Venons-en au fond, à savoir la première partie de la phrase du conseiller de Marine Le Pen: “C’était mon premier meeting de Zemmour.” Alors, il y avait beaucoup de partisans d’Eric Zemmour dans la salle. Que nous remercions chaleureusement d’être venus. Il y avait beaucoup de partisans du Rassemblement national dans la salle. Que nous remercions chaleureusement d’être venus. Il y avait des fans de Charles Consigny lui-même. Charlotte d’Ornellas m’a d’ailleurs confié avoir entendu un improbable “Consigny président !” surgir des travées. Il y avait aussi des athées, des pratiquants, des abstentionnistes, des capricorne et des végétariens.
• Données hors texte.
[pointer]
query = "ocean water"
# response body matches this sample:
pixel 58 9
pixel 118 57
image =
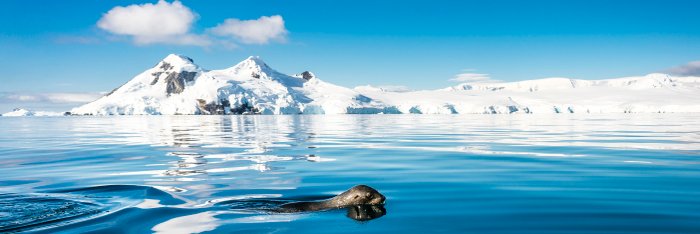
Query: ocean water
pixel 439 173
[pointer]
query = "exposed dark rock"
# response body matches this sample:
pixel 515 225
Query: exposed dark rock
pixel 211 108
pixel 245 109
pixel 512 109
pixel 155 80
pixel 362 98
pixel 176 81
pixel 306 75
pixel 415 110
pixel 113 90
pixel 166 66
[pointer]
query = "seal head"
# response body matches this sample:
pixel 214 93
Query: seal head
pixel 359 195
pixel 355 196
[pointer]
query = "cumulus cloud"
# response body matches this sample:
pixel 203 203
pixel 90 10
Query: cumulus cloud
pixel 688 69
pixel 258 31
pixel 172 23
pixel 163 22
pixel 473 78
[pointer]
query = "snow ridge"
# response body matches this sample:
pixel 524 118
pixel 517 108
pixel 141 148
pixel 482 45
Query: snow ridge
pixel 176 85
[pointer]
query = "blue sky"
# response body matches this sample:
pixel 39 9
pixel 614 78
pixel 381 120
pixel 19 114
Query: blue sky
pixel 56 47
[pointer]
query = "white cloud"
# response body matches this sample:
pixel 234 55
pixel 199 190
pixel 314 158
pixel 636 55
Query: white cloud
pixel 172 23
pixel 259 31
pixel 163 22
pixel 688 69
pixel 473 78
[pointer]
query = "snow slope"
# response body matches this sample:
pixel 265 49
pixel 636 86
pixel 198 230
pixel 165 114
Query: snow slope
pixel 652 93
pixel 178 86
pixel 24 112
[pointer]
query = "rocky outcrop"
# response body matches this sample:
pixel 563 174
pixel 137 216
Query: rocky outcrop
pixel 176 81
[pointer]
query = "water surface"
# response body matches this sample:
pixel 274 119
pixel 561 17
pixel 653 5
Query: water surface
pixel 441 173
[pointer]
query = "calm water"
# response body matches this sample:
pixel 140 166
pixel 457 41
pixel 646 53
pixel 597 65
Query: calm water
pixel 447 173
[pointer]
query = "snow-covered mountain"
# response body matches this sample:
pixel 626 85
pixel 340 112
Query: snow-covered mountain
pixel 17 112
pixel 178 86
pixel 652 93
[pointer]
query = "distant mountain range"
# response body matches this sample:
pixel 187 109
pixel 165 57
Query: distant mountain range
pixel 176 85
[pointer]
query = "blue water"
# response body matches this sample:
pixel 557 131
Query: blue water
pixel 442 173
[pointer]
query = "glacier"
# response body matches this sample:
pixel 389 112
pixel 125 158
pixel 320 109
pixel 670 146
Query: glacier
pixel 21 112
pixel 177 86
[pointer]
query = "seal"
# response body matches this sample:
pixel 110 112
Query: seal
pixel 360 195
Il y avait en réalité des gens qui se ressemblent en de nombreux points: des gens capables d’applaudir Hugo Clément quand il fait remarquer que nous n’avons plus besoin de laver nos pare-brise depuis que la population des insectes s’est écroulée, d’apostropher un ancien Premier ministre puis de lui acheter son livre, des gens qui ont voté Eric Zemmour à la présidentielle et qui encouragent bruyamment Jordan Bardella. Des électeurs de Valérie Pécresse qui trouvent que Charles Consigny ne manque pas de toupet, des électeurs de Marine Le Pen qui reconnaissent à François-Xavier Bellamy un talent dont ils auraient aimé être dotés.
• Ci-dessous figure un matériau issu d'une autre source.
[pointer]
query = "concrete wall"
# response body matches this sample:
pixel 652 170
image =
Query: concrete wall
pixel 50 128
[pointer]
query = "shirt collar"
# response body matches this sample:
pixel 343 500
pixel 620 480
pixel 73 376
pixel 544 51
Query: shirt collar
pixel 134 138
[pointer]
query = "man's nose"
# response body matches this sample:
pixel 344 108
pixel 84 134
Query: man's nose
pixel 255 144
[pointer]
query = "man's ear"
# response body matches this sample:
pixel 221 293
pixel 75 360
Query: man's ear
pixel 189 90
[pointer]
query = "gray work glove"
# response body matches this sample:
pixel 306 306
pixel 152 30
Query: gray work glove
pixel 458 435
En réalité, il y avait des gens curieux. Des gens qui ont faim et qui ont soif. C’est cela, la leçon politique du Grand débat des Valeurs. Si un couple vient de Poitiers un jour de grève, comme j’en ai croisé un à la sortie, c’est parce qu’il veut comprendre dans quel monde on vit, confronter son ressenti à la parole d’un décideur public. Sans doute veut-il trouver, pour paraphraser Emmanuel Macron, “un chemin d’avenir” pour la droite, et pour la France. Alors Zemmour, Le Pen, Bardella, ce sont des étiquettes, qui ne viennent que se surajouter à la vraie vie des vraies préoccupations des vrais gens. Cette salle était joyeuse et diverse, polie et chercheuse. Elle regarde, elle réfléchit, elle s’exprime, elle doute, elle s’amuse, et personne ne pourra lui voler sa soirée.